Supreme Court

Kagan and Indefinite Detentions

Fellow progressives are attacking Kagan for evidently supporting indefinite detentions. Though, as SCOTUSblog points out, Dawn Johnsen, the embattled (and ultimately withdrawn) progressive favorite for OLC appears to have supported Kagan's remarks on the issue:

“Yes, I do agree with Dean Kagan’s statement that under traditional military law, enemy combatants may be detained for the duration of the conflict. That is what the Supreme Court said as well in Hamdi v. Rumsfeld, 542 U.S. 507 (2004). . . . As indicated above, I do not believe that release or criminal prosecution are the only possible dispositions for detainees.”

SCOTUSblog adds:

No one believes that Johnsen was embracing the Bush Administration’s policies, and no one should think that was true of Kagan either.

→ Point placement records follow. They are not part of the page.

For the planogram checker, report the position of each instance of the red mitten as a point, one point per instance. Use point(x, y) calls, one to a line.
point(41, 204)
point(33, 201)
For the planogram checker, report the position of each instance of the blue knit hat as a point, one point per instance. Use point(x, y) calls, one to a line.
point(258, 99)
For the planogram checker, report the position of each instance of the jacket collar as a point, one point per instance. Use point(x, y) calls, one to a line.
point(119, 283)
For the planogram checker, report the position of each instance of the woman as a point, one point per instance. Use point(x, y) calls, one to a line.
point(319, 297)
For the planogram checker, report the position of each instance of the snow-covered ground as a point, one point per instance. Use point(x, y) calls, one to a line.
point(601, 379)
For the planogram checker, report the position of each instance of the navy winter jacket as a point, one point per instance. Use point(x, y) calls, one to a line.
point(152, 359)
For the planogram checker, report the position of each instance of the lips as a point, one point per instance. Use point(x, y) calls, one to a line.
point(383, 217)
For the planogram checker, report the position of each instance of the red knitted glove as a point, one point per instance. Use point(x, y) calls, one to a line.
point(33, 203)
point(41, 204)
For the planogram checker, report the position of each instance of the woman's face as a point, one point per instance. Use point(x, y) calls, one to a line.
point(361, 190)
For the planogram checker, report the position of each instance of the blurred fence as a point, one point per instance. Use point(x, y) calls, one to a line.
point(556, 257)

I'm fairly certain that if Dawn Johnsen had been nominated, the Greenwald camp would be applauding the choice.

My point is that the usual "Obama Is Just Like Bush" peddlers will always find something objectionable about anything the president does. And that's fine, as long as it's fair, rational and productive. The more I read about this line of attack against Kagan, the less fair it seems.

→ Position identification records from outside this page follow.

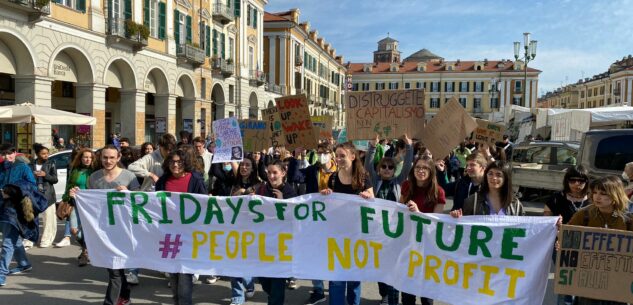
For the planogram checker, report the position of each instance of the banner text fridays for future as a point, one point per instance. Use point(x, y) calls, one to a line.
point(472, 260)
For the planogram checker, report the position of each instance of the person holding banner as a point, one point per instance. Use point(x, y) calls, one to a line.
point(351, 178)
point(179, 175)
point(387, 186)
point(608, 210)
point(111, 176)
point(495, 196)
point(422, 193)
point(275, 187)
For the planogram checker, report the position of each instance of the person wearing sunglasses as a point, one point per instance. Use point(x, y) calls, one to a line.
point(387, 186)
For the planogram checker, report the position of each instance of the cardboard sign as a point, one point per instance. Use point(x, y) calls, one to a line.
point(323, 125)
point(595, 263)
point(228, 141)
point(271, 116)
point(447, 129)
point(295, 122)
point(389, 113)
point(488, 132)
point(255, 135)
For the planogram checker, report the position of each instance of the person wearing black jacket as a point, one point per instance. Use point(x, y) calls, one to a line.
point(45, 176)
point(462, 188)
point(179, 175)
point(275, 187)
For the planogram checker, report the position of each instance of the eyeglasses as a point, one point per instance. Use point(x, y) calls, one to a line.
point(176, 162)
point(578, 180)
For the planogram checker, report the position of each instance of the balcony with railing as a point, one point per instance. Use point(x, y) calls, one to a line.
point(127, 33)
point(222, 13)
point(186, 53)
point(257, 77)
point(34, 8)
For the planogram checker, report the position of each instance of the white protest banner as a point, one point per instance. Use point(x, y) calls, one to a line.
point(228, 141)
point(471, 260)
point(595, 263)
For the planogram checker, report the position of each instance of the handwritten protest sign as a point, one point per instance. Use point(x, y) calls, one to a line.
point(389, 113)
point(323, 125)
point(295, 122)
point(255, 135)
point(271, 116)
point(228, 141)
point(488, 132)
point(471, 260)
point(447, 129)
point(595, 263)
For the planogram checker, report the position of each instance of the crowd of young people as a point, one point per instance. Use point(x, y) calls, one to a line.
point(405, 172)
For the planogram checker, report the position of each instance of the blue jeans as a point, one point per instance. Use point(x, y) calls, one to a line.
point(338, 292)
point(238, 288)
point(182, 288)
point(11, 248)
point(317, 287)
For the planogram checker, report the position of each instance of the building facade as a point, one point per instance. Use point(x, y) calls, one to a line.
point(142, 68)
point(298, 61)
point(483, 87)
point(609, 89)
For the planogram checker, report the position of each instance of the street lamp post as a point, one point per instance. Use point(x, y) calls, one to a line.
point(530, 54)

This post at Slate, Elena Kagan is a Progressive on Executive Power, for example, also helps to debunk the Just Like Bush attacks.

Also, Lawrence Lessig makes a strong case for Kagan as a progressive. And this should make you smile:

It is extremely rare for a Solicitor General to tell a justice he is wrong (as Kagan did to Scalia in the argument in Citizens United). But for those of us who know her, that flash of directness and courage was perfectly in character for this woman who knows what she wants, and how to get it.